I can't help it, I'm a political rubbernecker. Although there was plenty of electoral action here, I've been watching aghast but unable to avert my eyes from the Republican primary election train wreck next door in Delaware.
Surely you, too, have followed the story of the tea party princess who slew the evil establishment dude to become the GOP nominee for U.S. Senate. Christine O'Donnell, a red-jacketed, bespectacled Sarah Palin wannabe, trounced Rep. Mike Castle, a reliable moderate in what used to be a reliably moderate state, in what surely must be a new electoral low: a campaign that apparently revolved around whether Castle needed to put on, as she so daintily phrased it, his man-pants.

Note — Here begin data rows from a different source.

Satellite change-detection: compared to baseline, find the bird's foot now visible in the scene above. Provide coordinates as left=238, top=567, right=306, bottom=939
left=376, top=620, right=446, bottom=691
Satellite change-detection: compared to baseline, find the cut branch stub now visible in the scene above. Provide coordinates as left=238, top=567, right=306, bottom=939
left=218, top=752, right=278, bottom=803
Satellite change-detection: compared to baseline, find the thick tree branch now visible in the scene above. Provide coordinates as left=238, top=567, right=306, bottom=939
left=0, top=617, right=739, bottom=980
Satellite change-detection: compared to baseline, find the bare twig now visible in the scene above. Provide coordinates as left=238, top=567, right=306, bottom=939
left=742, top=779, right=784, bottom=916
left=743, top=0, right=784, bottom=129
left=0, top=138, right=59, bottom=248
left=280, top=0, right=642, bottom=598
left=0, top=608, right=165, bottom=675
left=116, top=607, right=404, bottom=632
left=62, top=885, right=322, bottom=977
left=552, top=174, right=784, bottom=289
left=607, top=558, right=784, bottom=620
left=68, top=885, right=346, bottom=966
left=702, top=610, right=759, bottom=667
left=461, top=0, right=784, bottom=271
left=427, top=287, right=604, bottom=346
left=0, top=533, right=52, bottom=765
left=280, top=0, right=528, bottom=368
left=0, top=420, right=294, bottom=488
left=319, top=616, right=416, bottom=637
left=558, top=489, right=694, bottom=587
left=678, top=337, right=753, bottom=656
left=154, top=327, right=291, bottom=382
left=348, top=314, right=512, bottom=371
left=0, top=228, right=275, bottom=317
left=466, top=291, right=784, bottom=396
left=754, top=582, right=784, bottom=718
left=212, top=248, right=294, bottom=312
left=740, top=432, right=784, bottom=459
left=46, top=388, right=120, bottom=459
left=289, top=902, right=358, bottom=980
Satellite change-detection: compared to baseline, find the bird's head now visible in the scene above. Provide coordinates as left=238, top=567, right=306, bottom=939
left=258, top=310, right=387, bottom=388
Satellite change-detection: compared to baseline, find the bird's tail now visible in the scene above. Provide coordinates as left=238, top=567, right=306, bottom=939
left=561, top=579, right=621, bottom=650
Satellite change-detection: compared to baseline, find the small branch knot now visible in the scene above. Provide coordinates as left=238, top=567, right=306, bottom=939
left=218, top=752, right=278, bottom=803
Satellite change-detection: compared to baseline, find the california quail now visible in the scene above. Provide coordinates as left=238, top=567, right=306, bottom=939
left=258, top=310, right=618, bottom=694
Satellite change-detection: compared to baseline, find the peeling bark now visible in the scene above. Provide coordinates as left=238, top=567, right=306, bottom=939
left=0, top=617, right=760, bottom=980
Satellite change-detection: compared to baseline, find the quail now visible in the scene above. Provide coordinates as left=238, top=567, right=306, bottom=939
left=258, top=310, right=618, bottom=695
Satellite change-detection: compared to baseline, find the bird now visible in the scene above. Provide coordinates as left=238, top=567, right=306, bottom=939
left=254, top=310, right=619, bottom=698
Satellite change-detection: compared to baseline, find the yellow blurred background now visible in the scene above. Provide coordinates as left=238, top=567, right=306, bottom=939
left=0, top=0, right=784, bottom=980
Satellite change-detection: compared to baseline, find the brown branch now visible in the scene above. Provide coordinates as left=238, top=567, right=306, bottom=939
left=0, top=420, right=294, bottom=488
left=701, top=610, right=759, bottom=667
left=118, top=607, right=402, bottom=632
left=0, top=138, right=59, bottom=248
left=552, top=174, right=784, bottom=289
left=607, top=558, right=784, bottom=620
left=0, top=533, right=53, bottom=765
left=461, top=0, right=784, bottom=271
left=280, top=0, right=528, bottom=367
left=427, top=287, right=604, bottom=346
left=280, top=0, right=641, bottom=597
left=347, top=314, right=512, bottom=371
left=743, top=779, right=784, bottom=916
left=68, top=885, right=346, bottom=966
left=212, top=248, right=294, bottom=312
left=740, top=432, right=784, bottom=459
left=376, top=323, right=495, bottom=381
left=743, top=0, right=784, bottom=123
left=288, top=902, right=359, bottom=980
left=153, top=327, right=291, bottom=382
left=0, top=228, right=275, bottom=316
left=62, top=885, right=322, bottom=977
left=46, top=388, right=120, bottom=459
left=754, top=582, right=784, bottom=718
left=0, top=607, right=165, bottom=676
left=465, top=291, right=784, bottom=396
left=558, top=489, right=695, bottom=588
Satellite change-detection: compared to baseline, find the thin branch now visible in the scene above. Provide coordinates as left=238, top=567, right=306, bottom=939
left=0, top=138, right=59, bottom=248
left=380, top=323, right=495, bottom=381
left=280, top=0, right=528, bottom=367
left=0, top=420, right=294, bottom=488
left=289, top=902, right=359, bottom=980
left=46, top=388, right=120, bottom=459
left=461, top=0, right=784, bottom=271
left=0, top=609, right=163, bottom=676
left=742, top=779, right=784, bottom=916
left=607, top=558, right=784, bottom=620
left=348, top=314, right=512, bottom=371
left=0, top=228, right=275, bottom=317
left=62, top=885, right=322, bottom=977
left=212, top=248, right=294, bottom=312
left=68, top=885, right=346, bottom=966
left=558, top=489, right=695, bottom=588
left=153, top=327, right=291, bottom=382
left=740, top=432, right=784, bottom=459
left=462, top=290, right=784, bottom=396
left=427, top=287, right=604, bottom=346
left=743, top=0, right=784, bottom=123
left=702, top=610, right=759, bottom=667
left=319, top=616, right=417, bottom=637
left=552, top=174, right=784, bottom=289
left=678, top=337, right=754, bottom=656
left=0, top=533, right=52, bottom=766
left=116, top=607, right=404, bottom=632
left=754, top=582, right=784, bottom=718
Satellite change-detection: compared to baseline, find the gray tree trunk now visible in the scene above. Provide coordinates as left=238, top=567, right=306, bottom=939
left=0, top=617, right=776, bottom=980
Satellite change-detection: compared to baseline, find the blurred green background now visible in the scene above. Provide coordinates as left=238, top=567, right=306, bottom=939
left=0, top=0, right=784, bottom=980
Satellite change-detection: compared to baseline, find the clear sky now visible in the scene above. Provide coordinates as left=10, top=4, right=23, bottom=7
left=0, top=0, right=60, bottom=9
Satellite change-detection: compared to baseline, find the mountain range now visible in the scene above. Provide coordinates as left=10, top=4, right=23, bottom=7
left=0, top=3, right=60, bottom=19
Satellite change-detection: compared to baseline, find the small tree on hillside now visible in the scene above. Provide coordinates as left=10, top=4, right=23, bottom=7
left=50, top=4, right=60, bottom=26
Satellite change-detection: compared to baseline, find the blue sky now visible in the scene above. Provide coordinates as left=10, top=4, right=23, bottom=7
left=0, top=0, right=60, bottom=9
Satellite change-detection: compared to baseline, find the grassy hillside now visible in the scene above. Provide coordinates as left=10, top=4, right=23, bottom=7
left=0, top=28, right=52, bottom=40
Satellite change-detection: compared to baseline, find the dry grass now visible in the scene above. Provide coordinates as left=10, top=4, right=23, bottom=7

(What is it, by the way, with these lady pols who seem obsessed with their opponents' boy parts — whether it's Palin looking for Obama's cojones and now O'Donnell hitting Castle below the belt? Just saying.)
I guess I'm just grateful to be watching from afar. We had our own hard-fought primary elections here in Maryland, and yet, no one went potty-mouth on us. Or maybe I speak too soon, with the general election cage fight for governor between Martin O'Malley and Robert Ehrlich still to come.
For the moment, though, let us now praise the just-concluded state's attorney race.
If nothing else, it was blessedly brief, as the Democratic primary victor Gregg Bernstein reminded everyone on Friday: In the 83 days since he entered the race, he went from being largely unknown beyond the legal community to toppling the 15-year incumbent with substantial establishment support, Patricia C. Jessamy.
At a time when electoral politics tend to sink into the personal, the race played out mostly on an issues level. Oh, there were skirmishes — over whether Police Commissioner Frederick Bealefeld should have so publicly chosen sides, over the inevitable racial overtones that shadow all talk of crime in a majority-black city.
But mostly, the important issue of crime and punishment got the airing it deserves. Not that the discussion went particularly deep — it's still an election, after all, in which time is measured in 30-second commercial buys and the occasional debate — but It wasn't all talk. There was an actual opportunity to do something about it, or at least cast a vote on who would get to play such a critical role in the criminal justice system.
Which made it disappointing, then, that turnout was so low for a race that people seemed passionate about. Too bad for those who sat home on Tuesday: Don't come griping to the rest of us when you have some issue with the new state's attorney; you blew your chance at casting a meaningful vote.
On Friday, when Jessamy conceded and Bernstein accepted the office that, in the absence of a general election opponent, he will take in January, I felt I had a glimpse of a true transition of power, and an all-too-rare case of electoral civility. It's too bad more campaigns can't end with this way: the loser exiting with dignity and the winner entering with grace.
Jessamy wisely called it quits after several days of questioning whether all the votes had been tallied. I don't begrudge her this; it's not being a sore loser to want to make sure the reported outcome matches the true will of the voters.
Plus, the elections board doesn't always inspire my full confidence. I never quite understand why it's so hard or takes so long to answer this question: How many people voted and for whom? And, with record-low turnout, that little man inside the big computer is still counting into the next day?
In any event, Jessamy conceded and made a point of looking forward rather than backward. Through there were tears in her eyes, she didn't revisit the campaign or continue to prosecute her case for re-election, but spoke enthusiastically about volunteering for an anti-violence initiative to prevent kids from turning into the cold-blooded killers who pass through her office. It made me think she is sincere about attacking the root of the crime problem, and not just the result.
There was something a little less defensive, or wary, about Jessamy on Friday. Maybe it's just the relief of not having to campaign any more, but she seemed to take the defeat without being defeated by it.
And then it was Bernstein's turn, to call supporters and the news media back to the murder site that he used to make a point and announce his candidacy, this time newly surrounded by the trappings of office. No one will be getting a ticket today, a police officer assured supporters worried about where they had parked.
It'll take a while, of course, to get a true measure of this relative newcomer to public life. Not surprisingly for a successful lawyer, he's quite the smooth and convincing speaker, promising big changes to the office even as he tipped his hat to its previous occupant. You can bet that if he makes good on his promise to try some cases himself, there will be an audience.
I had to chuckle a bit when Bernstein twice started to make points by saying that people thought he was naive — to even run for state's attorney, for example. It strikes me as pretty self-aware, actually, to say that someone thinks you're naive.
Something tells me Bernstein knows exactly where he's going before he steps foot in any direction.